Conner MacIver presented the board with his final report as student representative this past Monday evening. After fulfilling the two-year stint, acting as the eyes and ears to the high school for the board members, MacIver will attend the University of New Hampshire in the fall. Known for his thorough reports and quick wit, MacIver stated, "I couldn't have been on a better school board as a representative," adding that he truly enjoyed attending the meetings. His successor has yet to be determined, as the school will be holding elections for this contested position in the upcoming week. Board members agreed that the next student rep. would have a "tough act to follow."
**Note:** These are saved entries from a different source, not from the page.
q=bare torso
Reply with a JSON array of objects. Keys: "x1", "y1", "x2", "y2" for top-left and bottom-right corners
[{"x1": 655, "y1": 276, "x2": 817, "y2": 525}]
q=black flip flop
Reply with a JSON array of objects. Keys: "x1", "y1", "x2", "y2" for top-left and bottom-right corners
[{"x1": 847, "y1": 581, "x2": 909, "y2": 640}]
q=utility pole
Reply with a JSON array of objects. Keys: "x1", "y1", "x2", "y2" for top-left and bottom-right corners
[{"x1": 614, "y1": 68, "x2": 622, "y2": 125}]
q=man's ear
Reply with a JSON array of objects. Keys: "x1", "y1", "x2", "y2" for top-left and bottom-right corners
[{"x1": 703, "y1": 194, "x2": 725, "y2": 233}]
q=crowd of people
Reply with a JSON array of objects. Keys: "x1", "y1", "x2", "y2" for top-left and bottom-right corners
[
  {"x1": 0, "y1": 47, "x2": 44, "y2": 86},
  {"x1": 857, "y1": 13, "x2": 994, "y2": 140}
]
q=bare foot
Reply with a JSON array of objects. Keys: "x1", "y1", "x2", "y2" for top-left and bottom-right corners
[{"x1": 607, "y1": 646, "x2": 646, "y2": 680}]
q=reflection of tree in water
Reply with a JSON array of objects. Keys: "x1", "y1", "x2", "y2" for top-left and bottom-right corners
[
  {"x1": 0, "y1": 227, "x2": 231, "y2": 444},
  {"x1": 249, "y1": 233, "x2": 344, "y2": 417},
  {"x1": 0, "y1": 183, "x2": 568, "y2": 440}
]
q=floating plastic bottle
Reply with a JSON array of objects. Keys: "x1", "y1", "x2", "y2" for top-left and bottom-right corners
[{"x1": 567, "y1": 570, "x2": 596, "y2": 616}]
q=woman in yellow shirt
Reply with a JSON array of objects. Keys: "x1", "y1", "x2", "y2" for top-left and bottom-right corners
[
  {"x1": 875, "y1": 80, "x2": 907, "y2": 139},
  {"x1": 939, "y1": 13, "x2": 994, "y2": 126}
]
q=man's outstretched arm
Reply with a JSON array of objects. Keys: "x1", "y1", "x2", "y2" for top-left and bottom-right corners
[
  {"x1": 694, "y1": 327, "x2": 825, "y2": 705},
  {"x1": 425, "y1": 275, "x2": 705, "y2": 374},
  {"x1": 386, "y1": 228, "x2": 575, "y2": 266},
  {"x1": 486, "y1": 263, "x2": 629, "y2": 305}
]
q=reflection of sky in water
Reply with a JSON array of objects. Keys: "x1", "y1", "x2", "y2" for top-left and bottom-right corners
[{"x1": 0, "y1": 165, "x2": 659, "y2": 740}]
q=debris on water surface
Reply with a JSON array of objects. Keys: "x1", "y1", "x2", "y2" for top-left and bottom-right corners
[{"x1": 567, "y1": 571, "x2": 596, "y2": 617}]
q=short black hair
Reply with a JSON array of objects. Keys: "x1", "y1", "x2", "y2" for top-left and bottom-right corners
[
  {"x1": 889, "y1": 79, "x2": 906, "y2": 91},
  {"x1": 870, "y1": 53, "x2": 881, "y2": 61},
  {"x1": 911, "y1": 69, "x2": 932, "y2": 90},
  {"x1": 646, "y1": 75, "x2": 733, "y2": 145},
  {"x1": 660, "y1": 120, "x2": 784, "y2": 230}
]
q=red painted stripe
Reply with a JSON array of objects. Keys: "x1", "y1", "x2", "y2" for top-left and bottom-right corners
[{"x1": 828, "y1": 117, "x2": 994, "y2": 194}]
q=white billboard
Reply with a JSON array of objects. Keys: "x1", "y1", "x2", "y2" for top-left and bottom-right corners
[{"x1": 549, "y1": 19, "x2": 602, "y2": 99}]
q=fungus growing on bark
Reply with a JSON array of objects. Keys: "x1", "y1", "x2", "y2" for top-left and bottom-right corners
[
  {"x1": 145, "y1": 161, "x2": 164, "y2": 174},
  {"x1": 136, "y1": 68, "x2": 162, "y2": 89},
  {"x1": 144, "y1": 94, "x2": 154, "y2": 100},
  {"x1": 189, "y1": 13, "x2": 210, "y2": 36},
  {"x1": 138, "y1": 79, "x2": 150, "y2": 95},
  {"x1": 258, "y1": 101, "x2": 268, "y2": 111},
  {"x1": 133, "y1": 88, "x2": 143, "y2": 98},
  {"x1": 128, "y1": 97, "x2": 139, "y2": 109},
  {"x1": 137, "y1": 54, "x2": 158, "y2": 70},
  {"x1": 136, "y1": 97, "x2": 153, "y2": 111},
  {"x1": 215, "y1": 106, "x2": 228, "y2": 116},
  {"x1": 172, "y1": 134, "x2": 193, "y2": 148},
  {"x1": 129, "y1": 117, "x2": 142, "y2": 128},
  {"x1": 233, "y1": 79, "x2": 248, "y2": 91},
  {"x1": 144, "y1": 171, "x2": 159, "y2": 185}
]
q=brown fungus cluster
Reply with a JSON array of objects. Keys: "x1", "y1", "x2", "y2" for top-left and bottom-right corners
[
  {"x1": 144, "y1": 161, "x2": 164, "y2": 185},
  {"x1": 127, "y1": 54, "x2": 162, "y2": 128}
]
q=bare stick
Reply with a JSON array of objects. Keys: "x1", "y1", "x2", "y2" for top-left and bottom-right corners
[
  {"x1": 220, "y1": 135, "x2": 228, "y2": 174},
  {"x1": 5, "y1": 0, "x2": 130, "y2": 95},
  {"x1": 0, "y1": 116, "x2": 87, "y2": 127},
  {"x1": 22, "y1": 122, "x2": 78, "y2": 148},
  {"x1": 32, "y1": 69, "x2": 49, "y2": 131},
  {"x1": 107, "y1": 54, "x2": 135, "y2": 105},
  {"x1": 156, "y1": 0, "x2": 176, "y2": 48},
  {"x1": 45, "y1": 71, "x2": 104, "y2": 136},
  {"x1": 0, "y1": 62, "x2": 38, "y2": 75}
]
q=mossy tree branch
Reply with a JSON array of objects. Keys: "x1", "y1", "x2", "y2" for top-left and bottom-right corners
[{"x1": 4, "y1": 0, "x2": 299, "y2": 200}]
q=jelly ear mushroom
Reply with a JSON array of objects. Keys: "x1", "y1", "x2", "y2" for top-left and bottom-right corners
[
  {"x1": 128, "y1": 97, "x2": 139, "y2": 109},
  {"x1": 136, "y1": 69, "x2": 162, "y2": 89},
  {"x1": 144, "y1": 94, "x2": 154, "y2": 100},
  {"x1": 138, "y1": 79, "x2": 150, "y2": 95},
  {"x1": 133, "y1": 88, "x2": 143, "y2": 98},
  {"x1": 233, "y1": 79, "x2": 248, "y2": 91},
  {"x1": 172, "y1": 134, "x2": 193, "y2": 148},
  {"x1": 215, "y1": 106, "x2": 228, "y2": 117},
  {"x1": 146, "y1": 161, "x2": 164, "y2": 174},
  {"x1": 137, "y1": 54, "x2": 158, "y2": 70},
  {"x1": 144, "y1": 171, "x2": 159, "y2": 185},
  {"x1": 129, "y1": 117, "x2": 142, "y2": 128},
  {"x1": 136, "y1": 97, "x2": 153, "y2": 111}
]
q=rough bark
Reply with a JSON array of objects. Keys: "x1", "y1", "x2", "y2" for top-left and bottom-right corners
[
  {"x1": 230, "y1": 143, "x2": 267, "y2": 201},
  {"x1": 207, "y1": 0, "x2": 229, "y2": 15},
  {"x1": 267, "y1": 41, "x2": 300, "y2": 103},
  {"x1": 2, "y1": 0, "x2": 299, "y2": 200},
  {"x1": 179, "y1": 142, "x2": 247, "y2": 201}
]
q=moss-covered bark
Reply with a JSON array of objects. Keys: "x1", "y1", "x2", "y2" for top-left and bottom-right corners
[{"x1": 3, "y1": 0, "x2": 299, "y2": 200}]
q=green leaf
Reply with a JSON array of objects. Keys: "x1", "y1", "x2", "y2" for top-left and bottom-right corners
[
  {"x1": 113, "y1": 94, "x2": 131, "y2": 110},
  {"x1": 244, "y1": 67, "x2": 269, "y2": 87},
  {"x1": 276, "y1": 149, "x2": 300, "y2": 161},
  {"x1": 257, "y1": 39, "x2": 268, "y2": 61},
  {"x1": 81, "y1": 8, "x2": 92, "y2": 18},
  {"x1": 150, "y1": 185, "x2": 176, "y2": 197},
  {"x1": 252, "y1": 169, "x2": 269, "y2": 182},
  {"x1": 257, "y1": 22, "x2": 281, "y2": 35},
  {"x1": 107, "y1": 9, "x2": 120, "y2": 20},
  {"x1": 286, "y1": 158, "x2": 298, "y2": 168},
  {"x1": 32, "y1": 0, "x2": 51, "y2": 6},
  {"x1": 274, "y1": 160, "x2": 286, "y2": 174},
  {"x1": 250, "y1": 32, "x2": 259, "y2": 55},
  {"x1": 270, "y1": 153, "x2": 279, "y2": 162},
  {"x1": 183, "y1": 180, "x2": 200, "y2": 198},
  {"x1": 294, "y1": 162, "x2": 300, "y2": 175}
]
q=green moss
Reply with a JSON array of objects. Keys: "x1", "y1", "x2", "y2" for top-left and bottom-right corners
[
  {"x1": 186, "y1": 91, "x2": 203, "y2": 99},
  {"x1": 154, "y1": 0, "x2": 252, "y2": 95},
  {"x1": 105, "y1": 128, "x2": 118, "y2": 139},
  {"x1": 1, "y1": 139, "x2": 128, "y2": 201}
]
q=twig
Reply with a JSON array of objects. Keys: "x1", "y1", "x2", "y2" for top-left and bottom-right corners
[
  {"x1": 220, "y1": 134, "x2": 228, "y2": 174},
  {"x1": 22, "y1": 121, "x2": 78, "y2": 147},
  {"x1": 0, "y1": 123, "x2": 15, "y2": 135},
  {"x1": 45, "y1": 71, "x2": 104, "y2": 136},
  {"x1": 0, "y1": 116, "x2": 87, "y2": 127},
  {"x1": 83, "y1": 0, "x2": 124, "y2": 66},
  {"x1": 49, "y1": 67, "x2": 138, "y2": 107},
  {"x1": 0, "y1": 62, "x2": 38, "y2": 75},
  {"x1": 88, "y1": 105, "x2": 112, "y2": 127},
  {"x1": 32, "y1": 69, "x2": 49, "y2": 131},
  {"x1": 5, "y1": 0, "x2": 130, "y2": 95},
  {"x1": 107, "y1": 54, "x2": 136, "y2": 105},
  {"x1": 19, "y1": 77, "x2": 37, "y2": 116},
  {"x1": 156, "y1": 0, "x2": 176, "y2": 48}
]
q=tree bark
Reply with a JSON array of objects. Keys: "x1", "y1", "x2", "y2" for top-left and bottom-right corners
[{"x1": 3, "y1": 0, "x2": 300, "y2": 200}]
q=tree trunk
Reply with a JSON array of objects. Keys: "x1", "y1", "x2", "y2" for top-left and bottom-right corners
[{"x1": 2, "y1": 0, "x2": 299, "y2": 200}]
Dr. Theodore Comstock, Executive Director of the New Hampshire School Board Association (NHSBA) presented MacIver with a $1,000 book award for his academic excellence, leadership qualities, and community service efforts. Another criteria of the scholarship is that the recipient be related to a New Hampshire school board member. MacIver's grandfather, Donald Meader, has dutifully served on the board for over 20 years. The NHSBA chooses one student in each of five regions within New Hampshire.

Rines read aloud a letter received by Kingswood High School Principal Paul MacMillan from the Department of Education announcing that both Christopher Mancuso and Caroline Merrell as recipients of the Robert C. Byrd Honors Scholarship in the amount of $1,500. Mancuso and Merrell are two of only 233 students chosen for the award statewide.

The Governor Wentworth Regional School Board will meet next on Monday, June 15, at the SAU office.